The sanctity of human life
Bellows first argument is that human life is important and therefore you shouldn't kill humans needlessly, it has to be justified. There's nothing inherently wrong with this except that Ledo wasn't aggressively taking lives without justification, he was moving to defend other human beings from attack. Self-defence, or acting to defend others so that they are not killed or unduly hurt, certainly seems like a perfectly good reason to take another person's life and it's clearly something that the people on Gargantia practice as we see later on. The fact that Bellows doesn't acknowledge that Ledo acted for that reason is odd.

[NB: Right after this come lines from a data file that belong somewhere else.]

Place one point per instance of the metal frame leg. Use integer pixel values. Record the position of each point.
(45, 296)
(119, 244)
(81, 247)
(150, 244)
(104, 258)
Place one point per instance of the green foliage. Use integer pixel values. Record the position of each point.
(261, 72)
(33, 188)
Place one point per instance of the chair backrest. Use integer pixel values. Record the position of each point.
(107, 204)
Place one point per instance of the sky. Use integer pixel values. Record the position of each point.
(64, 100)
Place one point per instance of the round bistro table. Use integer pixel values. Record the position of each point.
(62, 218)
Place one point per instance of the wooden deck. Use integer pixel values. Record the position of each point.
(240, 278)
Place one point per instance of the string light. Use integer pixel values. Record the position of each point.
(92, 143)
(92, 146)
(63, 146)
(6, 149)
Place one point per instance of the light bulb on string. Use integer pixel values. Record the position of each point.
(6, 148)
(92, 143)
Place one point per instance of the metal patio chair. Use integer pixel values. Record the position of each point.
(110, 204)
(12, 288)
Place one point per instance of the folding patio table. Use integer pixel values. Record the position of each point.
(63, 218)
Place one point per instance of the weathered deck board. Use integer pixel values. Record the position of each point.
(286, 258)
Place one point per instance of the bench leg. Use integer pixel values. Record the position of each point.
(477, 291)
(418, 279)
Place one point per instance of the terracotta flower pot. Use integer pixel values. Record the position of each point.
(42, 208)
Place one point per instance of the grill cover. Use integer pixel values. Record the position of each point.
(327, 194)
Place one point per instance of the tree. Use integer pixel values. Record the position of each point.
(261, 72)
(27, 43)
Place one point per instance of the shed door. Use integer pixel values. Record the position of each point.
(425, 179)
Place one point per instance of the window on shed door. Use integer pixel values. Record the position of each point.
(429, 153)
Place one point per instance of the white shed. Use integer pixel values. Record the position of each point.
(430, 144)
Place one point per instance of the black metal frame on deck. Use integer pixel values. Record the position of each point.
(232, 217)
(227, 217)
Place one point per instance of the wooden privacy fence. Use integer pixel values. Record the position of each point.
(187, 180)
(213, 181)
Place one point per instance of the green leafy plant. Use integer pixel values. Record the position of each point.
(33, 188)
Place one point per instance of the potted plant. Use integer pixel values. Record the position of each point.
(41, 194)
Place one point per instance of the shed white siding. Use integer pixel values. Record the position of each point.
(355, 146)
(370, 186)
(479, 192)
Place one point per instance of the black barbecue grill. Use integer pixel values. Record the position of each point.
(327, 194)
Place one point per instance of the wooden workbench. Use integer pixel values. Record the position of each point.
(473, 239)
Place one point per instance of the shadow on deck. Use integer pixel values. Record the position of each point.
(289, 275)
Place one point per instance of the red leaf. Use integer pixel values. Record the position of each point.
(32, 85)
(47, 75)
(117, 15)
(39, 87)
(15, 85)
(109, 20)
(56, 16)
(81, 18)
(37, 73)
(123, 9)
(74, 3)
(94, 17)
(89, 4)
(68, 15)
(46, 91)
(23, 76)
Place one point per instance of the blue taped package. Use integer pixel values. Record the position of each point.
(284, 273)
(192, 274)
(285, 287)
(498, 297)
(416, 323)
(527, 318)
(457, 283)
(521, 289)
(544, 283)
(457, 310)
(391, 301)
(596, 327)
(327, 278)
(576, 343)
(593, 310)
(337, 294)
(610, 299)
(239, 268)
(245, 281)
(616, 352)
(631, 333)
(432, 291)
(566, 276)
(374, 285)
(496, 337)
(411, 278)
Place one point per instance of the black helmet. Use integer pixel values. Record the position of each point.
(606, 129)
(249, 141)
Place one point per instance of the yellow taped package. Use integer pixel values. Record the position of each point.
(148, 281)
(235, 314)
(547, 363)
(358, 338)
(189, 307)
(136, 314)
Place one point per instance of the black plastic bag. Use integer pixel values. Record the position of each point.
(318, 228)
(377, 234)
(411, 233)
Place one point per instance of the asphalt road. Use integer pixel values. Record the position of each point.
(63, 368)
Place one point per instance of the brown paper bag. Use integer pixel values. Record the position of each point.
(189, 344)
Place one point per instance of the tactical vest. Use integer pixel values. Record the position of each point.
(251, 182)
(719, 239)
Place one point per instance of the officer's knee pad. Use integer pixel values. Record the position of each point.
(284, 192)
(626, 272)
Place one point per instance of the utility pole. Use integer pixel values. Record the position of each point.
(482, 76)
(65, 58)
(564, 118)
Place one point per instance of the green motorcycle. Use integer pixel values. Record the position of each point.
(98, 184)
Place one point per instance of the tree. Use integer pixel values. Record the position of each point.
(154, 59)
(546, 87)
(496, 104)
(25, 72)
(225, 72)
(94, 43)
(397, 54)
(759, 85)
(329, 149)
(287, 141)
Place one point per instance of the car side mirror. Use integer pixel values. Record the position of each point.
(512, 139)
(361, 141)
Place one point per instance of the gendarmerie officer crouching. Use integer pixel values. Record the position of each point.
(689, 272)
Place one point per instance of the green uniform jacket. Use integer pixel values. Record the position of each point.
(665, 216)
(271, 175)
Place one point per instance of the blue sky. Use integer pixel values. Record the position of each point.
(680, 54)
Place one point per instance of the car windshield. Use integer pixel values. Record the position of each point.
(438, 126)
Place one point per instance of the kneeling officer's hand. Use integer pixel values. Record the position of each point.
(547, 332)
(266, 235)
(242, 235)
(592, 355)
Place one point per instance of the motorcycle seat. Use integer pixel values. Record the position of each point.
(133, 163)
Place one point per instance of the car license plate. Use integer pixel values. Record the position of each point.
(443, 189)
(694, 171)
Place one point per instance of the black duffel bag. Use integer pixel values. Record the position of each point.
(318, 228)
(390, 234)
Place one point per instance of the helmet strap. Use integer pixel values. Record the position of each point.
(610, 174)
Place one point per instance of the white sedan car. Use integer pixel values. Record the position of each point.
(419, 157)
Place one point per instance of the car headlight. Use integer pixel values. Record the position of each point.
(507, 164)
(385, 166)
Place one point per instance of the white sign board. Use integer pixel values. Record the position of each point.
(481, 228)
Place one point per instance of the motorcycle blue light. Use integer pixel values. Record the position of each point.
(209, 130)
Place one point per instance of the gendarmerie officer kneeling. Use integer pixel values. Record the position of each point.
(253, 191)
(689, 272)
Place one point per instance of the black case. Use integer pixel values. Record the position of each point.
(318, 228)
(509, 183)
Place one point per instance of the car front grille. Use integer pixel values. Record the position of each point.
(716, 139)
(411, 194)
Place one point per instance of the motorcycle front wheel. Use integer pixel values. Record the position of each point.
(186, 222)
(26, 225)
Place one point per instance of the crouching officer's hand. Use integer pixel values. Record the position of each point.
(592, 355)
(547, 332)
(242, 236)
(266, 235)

You could argue that Ledo would be justified in killing the attackers, but not the one's who were not actively engaged in the assault. However, quite a few pirates were engaged in the assault and a number of Gargantians were presumably injured and killed as a result. Moreover, the rest of the pirates are looting and taking other human beings as prisoners, with the implication that might rape them later, so it doesn't seem likely that any of the pirates are particularly innocent in this:
It seems like these vicious attackers have forfeited their right to be treated well as a result of their actions.
Either way, the sanctity of life argument only really holds any sway if you also believe that all human life is sacred and Bellows fails to make an argument for why it should be treated as such. If you don't hold that all human life is important, then Ledo's actions are perfectly reasonable and even if you do it's possible to see his actions as being reasonable, albeit excessive. So this argument doesn't hold water.
2.
Bearing arms is a way to reduce conflict
Bellows reply to Ledo, stating that simply possessing arms helps to reduce conflict, hasn't been demonstrated at all. The pirates attacked Bellows and her comrades earlier because the pirates had more weapons and thought they could win, which they did. This happens again later on when the larger pirate fleet turns up because, once again, they have more firepower.
Presumably the pirates push on with their attack in the full knowledge that they'll take some casualties, but not enough to stop them. Perhaps, therefore, that they'd respect the Gargantian's some more if the Gargantian's had equal or greater firepower than the pirates. You know who could demonstrate greater firepower but is restrained from doing so? Ledo.
So this argument doesn't really work either.
3.
Violence only leads to more violence, the pirates will have to fight back
This is Bellows final, and most successful, argument. Killing all the pirates has clearly brought a whole heap of trouble onto the fleet which they now need to defuse. Simply escalating the bloodshed might trigger an even greater conflict.
There are still some problems with this line of reasoning, however. Consider, for example, what would have happened if Ledo hadn't been there to save Bellows and the others. The pirates weren't just demanding that people hand over goods, they were killing and looting and kidnapping, entirely without restraint. If the Gargantian fleet had had it's attack ships closer to Bellow's people surely they would have intervened and battled the pirates, who were the aggressors, which would have resulted in a high volume of pirate deaths. How is that any different from how Ledo handled the situation, except that Ledo was far more efficient? How can the pirates get mad? Do the Gargantian's not ever shoot back? Well no, clearly they do, so I still don't get how Ledo is suddenly the only one killing people and this gives the pirates a justification to launch a massive attack. If Ledo had gone out on his own and struck the pirates first, before they had opened fire, then maybe they'd be justified in seeking their revenge, but that's not what happened at all.
No. It's not his fault that they got into this mess and he shouldn't need to apologize either.
4. Ledo shouldn't advertise his power
An argument that no-one makes explicitly, but which you can infer based on the requests Ledo receives to hold back, is that demonstrating to the world that you have a super weapon might attract a lot of unwarranted attention and, as such, Ledo should pretend to be far weaker than he is. No one ever comes out and says this, but it really matches his actions and explains why he moves so oddly during the fight.
Side thought:
I guess this brief, comedic sequence demonstrates to everyone that Ledo's ship does contain an A.I. and, as such, simply disposing of Ledo won't solve all their problems. Except that no-one comments on it at all.